Ok ladies and gentelman the man of the month has to be reeled out....He is on fire with the stripes....Congrats Dave on this one 35 inches.Also a puppy.

http://i12.photobucket.com/albums/a203/catman32/100_05701.jpg
http://i12.photobucket.com/albums/a203/catman32/100_05691.jpg


----------



## inawe (May 24, 2003)

wtg on the Rock,s , nice pic,s


----------



## Shooter (Nov 14, 2004)

Gesss,,, teach a guy to cast and what does he do,,, go out and catch all the big fish and don't even invite ya along  Way to go Dave now teach me how to catch them bigguns  
Nice fish guys, save some for us


----------



## rattler (Jul 3, 2004)

nice fish guys...save some for me...


----------



## fishbone4_14_74 (Feb 7, 2005)

nice fish guys wish i could of made it,, will get with some of you next week when i get back in town .


----------



## Stripers4me (Oct 10, 2004)

Nice catch! Where were you fishing and what did you use?


----------



## Fishing_Feud (Nov 16, 2004)

Stripers4me said:


> Nice catch! Where were you fishing and what did you use?



I bet they were in the water and using rods and reels


----------



## Otter (Jun 18, 2004)

wow, you write that yourself?


----------



## 8nb8 (Aug 30, 2005)

Fishing_Feud said:


> I bet they were in the water and using rods and reels


----------



## RuddeDogg (Mar 20, 2004)

*Nice fish.......*

Way to go!!!!!!


----------



## fishbone4_14_74 (Feb 7, 2005)

I Know I Know Lol :d


----------



## Fishman (Apr 23, 2000)

Cat I had a great time. Finally got the new St.
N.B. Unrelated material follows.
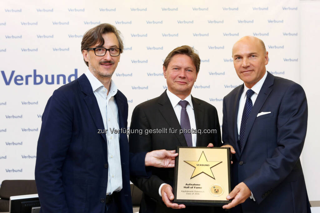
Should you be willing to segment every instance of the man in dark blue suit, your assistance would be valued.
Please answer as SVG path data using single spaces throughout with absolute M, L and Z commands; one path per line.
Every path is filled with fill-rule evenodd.
M 114 26 L 89 30 L 88 70 L 48 101 L 35 172 L 43 212 L 132 212 L 129 170 L 146 177 L 145 165 L 173 166 L 169 151 L 129 155 L 127 101 L 111 79 L 123 49 Z
M 232 49 L 244 84 L 223 99 L 222 140 L 236 152 L 234 188 L 227 197 L 233 200 L 223 208 L 234 207 L 232 212 L 237 213 L 310 212 L 299 160 L 307 132 L 306 95 L 299 84 L 266 71 L 268 54 L 253 36 L 241 39 Z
Croix wet and does not hve that skunky smell to it. Im glad to have finally fished with ya and being with me when I caught my first pup. That five spotter sure was perty. 
Man I gotta learn to keep my eye open when i get my pic taken.

Thanks again 
Rick


----------



## RedskinFan228 (Jun 28, 2004)

great job guys. Eric you got to help me get hooked up with some of those fish call me and i am there......621 7644


----------



## RoryGoggin (Jan 6, 2005)

Well, I waited another night but finally caught my first keeper striper.
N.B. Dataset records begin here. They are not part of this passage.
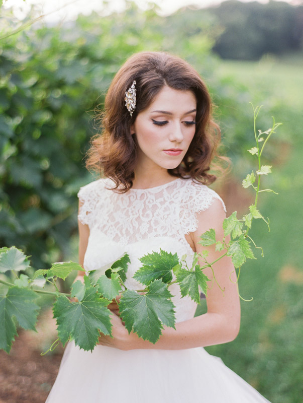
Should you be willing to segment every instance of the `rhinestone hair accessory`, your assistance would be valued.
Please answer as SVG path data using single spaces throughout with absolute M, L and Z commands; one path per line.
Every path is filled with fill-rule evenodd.
M 135 88 L 136 84 L 136 80 L 134 80 L 134 82 L 132 84 L 132 86 L 130 87 L 128 90 L 125 93 L 125 106 L 129 113 L 131 114 L 131 117 L 133 117 L 133 112 L 136 109 L 136 93 L 137 90 Z

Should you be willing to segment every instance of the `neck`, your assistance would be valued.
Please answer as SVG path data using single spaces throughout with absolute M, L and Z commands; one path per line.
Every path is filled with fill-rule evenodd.
M 133 181 L 134 189 L 148 189 L 171 182 L 175 179 L 166 168 L 153 164 L 145 164 L 145 167 L 138 166 L 135 170 L 135 177 Z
She ain't so big, but she's all mine!


----------



## Freddrum (May 19, 2000)

Dang, first time I've seen you without the pith helmet. Thats quite a fuzzball on top o yo haid!
Great catch dude. See ya Tuesday.


----------



## Fishman (Apr 23, 2000)

Perty werk Rory.


----------



## Dr. Bubba (Nov 9, 1999)

pith helmet =  

Good job Rory! Did he taste good in that hot oil bath?


----------



## Digger (Jan 4, 2000)

I believe DR Bubba is right that is a boy. Keep that bait a secret.


----------



## RoryGoggin (Jan 6, 2005)

Freddrum said:


> Dang, first time I've seen you without the pith helmet. Thats quite a fuzzball on top o yo haid!
> Great catch dude. See ya Tuesday.


LOL - don't judge a book (or a man) by the cover. 



Fishman said:


> Perty werk Rory.


Thanks man - you did pretty well yourself the other day too!



Dr. Bubba said:


> pith helmet =
> 
> Good job Rory! Did he taste good in that hot oil bath?
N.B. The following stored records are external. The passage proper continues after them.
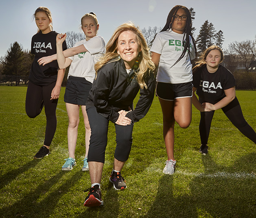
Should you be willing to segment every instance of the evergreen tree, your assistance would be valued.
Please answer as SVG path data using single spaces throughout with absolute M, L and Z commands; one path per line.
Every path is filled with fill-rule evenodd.
M 194 36 L 195 31 L 196 30 L 195 28 L 193 26 L 193 21 L 195 19 L 195 12 L 194 11 L 194 9 L 193 8 L 190 8 L 189 9 L 189 11 L 190 11 L 190 13 L 191 15 L 191 18 L 192 20 L 192 22 L 191 24 L 191 33 L 192 33 L 192 35 Z
M 152 46 L 155 36 L 161 30 L 161 28 L 158 28 L 156 26 L 153 28 L 149 26 L 147 30 L 145 28 L 141 30 L 141 32 L 144 36 L 149 48 L 151 48 Z
M 201 26 L 196 40 L 198 53 L 204 51 L 208 47 L 210 42 L 209 34 L 209 22 L 208 20 L 206 20 Z
M 212 23 L 210 23 L 208 26 L 209 30 L 209 44 L 207 45 L 207 47 L 210 47 L 211 45 L 212 45 L 215 41 L 215 36 L 216 30 L 213 26 Z
M 220 48 L 222 48 L 222 45 L 225 38 L 223 36 L 223 32 L 220 30 L 215 35 L 215 45 Z
M 17 42 L 11 44 L 11 47 L 7 50 L 5 57 L 4 74 L 6 75 L 22 75 L 23 73 L 24 59 L 24 53 L 20 44 Z M 17 78 L 16 85 L 18 85 L 19 83 L 19 80 Z

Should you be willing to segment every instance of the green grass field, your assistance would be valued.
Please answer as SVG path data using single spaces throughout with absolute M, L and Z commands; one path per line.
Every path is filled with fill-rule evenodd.
M 44 111 L 35 119 L 25 111 L 26 87 L 0 87 L 0 217 L 2 218 L 256 217 L 256 147 L 221 110 L 213 118 L 208 154 L 198 152 L 200 114 L 193 107 L 186 129 L 175 124 L 173 175 L 162 171 L 167 156 L 161 108 L 155 98 L 145 118 L 135 124 L 129 159 L 122 171 L 127 188 L 109 182 L 115 147 L 109 128 L 101 183 L 104 206 L 86 208 L 88 172 L 81 170 L 85 152 L 82 115 L 76 149 L 77 166 L 61 167 L 68 156 L 68 118 L 61 90 L 51 154 L 33 157 L 44 140 Z M 237 91 L 244 115 L 256 129 L 256 91 Z

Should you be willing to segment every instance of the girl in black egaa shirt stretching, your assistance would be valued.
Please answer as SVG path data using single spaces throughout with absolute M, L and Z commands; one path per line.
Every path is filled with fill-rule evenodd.
M 214 111 L 220 108 L 241 133 L 256 143 L 256 133 L 245 120 L 236 97 L 235 78 L 230 71 L 219 64 L 223 60 L 221 48 L 212 45 L 193 68 L 192 102 L 201 113 L 199 152 L 205 155 L 208 152 L 207 143 Z M 196 91 L 199 100 L 195 94 Z
M 38 8 L 34 16 L 38 30 L 31 41 L 31 52 L 35 56 L 29 75 L 26 112 L 30 118 L 34 118 L 40 114 L 44 106 L 46 127 L 44 146 L 34 157 L 34 159 L 40 159 L 50 154 L 50 145 L 56 129 L 56 110 L 65 69 L 59 69 L 57 61 L 44 66 L 37 63 L 42 57 L 56 53 L 58 34 L 52 31 L 52 15 L 47 8 Z M 66 49 L 66 43 L 63 49 Z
Pith Helmet = You wouldn't recognize me on the beach without it!

He did tasted too good for common folk!



Digger said:


> I believe DR Bubba is right that is a boy. Keep that bait a secret.


Thanks Digger - and of course I won't tell anyone that you can catch striper on ******** ****.


----------



## catman32 (Apr 20, 2005)

*Jim*

Did you get pics of yours.


----------



## JimInVA (May 17, 2005)

No... I didn't. Was so intent on getting them home, cleaned and filleted that I didn't even think of taking pics.

By the way, on the recommendation of Catman32, I used the following method to prepare and cook the two stripers that I'd caught.

(1) Filetted and verified no bones
(2) Sprinkled each raw meat side with Old Bay, salt, pepper and lemon juice.
(3) Sandwiched two filets together placing the following items in-between - sliced onion and butter.
(4) Placed each double stack into a Heavy-Duty aluminum foil envelope, triple folded and sealed at all sides.
(5) Removing directly from the refrigerator, I placed this foil pack on the grill (middle burner on low, outer burners on high) and cooked at 525 degrees for 10 minutes on the first side and 6 minutes on the second side.
(6) Removed from grill, cut through foil and feasted.

It was absolutely delicious. The only change I'd make is to be a bit more generous with the Old Bay. AND... the best part of it all... is that my wife has mandated that I seek new, fresh catches so that I can do some more gourmet cooking for her. Of course, I'll do so.  

Jim


----------



## Advisor (Jan 12, 2003)

Jim,
You keep doing that and you'll look like me. I gained 3 pounds just reading it.


----------